We are on the side of the oppressed, not the oppressors. We support the victims of war, not the war-makers.
For as long as any of us have been alive, there has always been a war: The Boer War, The War to End all Wars, World War 2, The Korean War, The Vietnam War, The Six Day War, The Cold War, Lebanon, The Falklands War, Grenada, The First Gulf War, The Balkans, Afghanistan, Iraq, Somalia, Congo, Mali, Syria... To quote from US President Eisenhower’s farewell address: “In the councils of Government, we must guard against the acquisition of unwarranted influence, whether sought, or un-sought, by the Military/Industrial complex.”
War has been the language of our age. The politicians have declared a ’war on poverty’ and a ’war on drugs.’ We have ’holy wars’.
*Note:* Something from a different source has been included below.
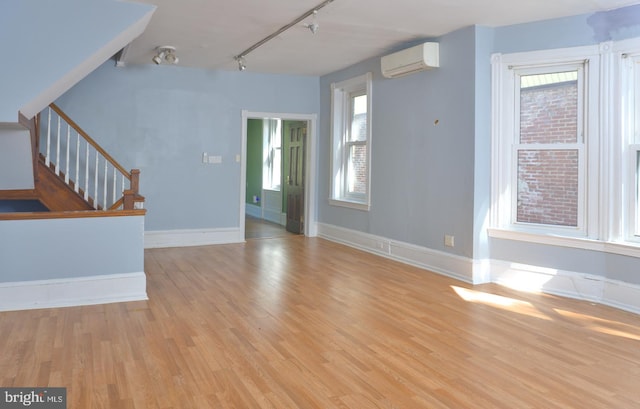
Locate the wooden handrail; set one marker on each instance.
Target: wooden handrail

We fight terror with even more terror and call it ’war on terror’; the war with an ‘ideology’ as its battlefield. The terrorists, on whom this war is declared, use it to justify their terror, and in turn they fuel even more and more terror.
The war that brings death and destruction to the streets of our towns, and of our cities, and slaughters the innocent without mercy.
The war that brings death from the skies and smashes the fragile lives and homes of innocent men, women, and children who are presumed to be ‘enemy’, in the Middle East, in Afghanistan in Iraq, in Pakistan and other places. Where one war ends another eventually begins and, if we live long enough, all wars inevitably blend in to one uninterrupted stream of death and destruction that imagines and then re-imagines the endless-ness of this singular condition, this perpetual peculiar pathology we know as War.
Every day, in our own way we can say ’No’ to the pornography of death and destruction, say ’Never’ to the Machines that demand our compliance in the orgy of grief.